Tech means nothing without good intensions – Coffee Break (Six)

We invite colleagues, competitors, clients and other skilled people from the industry for a coffee. Today’s guest is Gunther Sonnenfeld, a global brand strategist & social technologist; he serves as the SVP of Cultural Innovation & Applied Technology for RAPP (Omnicom Group), where he oversees experience planning, content strategy and analytics initiatives for clients such as Adobe, Skype, Toyota, Unilever and Bank of America. In his free time, Gunther is an adjunct professor at Miami Ad School, and is the co-Founder of ThinkState, a consultancy devoted to social innovation. He is working on his second book entitled, “A Literacy of the Imagination”, an exploration of the storytelling paradigm and its influence in shaping the collaborative economy. Gunther lives in Los Angeles, California.

What inspires you?

The human condition. Everything creative and exploratory revolves around feelings, behaviors and subsequent actions, and more importantly, how we can create things that can motivate people to think and act differently, to improve the environments in which they live. To my mind, this is the responsibility of media — whether you tell stories, make art, write copy, broker inventory or build technology… Which is why I have involved myself in all of those things in one capacity or another. It’s the reason why I became a “generalist”. It’s ultimately why I believe in brands.

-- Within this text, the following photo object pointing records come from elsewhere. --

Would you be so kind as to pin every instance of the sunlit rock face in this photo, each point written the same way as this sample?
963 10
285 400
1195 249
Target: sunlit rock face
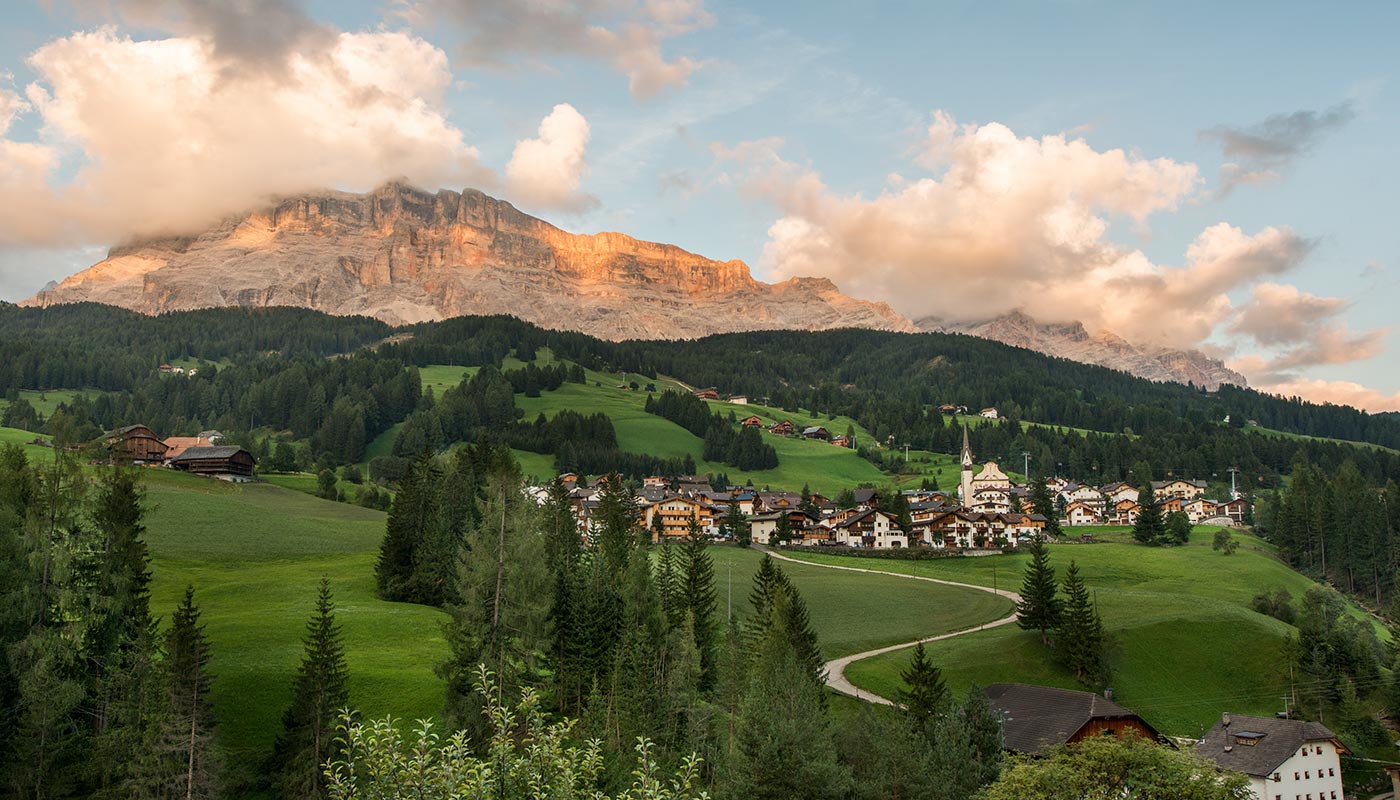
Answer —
405 255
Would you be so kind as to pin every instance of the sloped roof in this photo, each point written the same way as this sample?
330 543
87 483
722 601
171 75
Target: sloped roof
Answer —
209 451
1276 740
1039 718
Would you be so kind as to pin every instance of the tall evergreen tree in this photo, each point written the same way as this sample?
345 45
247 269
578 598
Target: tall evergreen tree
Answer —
319 694
1081 632
1039 608
184 758
1150 527
700 598
1043 503
924 691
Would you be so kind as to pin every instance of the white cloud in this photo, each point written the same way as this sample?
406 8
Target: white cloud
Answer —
545 171
1008 223
158 136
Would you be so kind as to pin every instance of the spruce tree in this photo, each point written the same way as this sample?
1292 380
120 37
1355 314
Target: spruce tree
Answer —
924 692
1081 631
1150 527
699 597
1039 608
185 760
319 694
1043 503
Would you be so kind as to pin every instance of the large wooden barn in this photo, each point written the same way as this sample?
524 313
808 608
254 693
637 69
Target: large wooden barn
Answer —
135 444
224 463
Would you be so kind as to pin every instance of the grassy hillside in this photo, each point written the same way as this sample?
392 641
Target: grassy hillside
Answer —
1185 643
255 552
254 555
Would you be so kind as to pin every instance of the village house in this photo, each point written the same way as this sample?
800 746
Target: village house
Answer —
1281 757
1081 513
1036 719
135 444
1124 513
675 514
872 528
1178 488
226 463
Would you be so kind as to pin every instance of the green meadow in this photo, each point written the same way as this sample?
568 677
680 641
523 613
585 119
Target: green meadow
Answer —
255 554
1186 646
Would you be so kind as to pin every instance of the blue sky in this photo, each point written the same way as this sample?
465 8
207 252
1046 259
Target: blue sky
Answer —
1189 174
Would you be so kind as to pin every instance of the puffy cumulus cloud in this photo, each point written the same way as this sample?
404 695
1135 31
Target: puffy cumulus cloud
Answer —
1301 329
154 136
626 34
545 171
1011 223
1260 153
241 34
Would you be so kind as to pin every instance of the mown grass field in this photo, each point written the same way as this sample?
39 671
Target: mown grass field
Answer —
1185 643
255 554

How do you keep exploring and learning?

I am constantly collaborating with people I respect and admire, all over the world. My technology work in particular has offered me enriched perspectives. When you build a technology platform (especially one with a “social” bent), you see things in people and within yourself that reveal nuances in how we interact, express ideas and converge around problems. I say this with the caveat that I definitely learn a ton from people through things like social media, but I’ve gleaned far more from the relationships themselves than the content or ideas we’ve shared. I suppose the lesson is this: Invest in culture and the world repays you in spades.

When where you amazed last?

Yesterday, at a breakfast spot I frequent. I chatted it up with an older gentleman who is a retired journalist and who told me that “all communication boils down to a connection between people, and that connection is what makes a story”. As he checked his Facebook page, he went on to explain that technology means nothing without the good intentions behind it, and the potential to tell better stories that change people’s lives. Pretty sage words.

What is your favourite resource library?

My network.

What’s the biggest challenge the digital communications industry is facing right now, and do this lead you to some predictions?

Context.
We don’t take enough time as businesses to connect the dots between what we do, why we do it and how it really matters to the clients we represent. We don’t ask enough of the right questions, and we’re often not bold or confident enough to push back on clients because we’re afraid of what they might say or do. Fact is, we create a ton of media in the form of blogs, banners, rich media and the like, and we do very little to sustain those efforts outside of campaigns. This circles back to context: what do we want and need from our consumer cohorts? How can we enlist them in sustainable growth strategies that help a client’s business and solidify our own value as agencies?
A prediction: brands will literally own the content publishing space within the next 2-3 years, and they will also be the gatekeepers in making movies, producing TV shows and delivering multi-platform content experiences. Another prediction: the agencies that can help curate meaningful content, develop utility-based applications and deliver critical consumer insights as well as market intelligence will win in this game and remain relevant; some of these agencies will produce work they never thought possible, blending the lines between “long-form”, “short-form” and “any form”.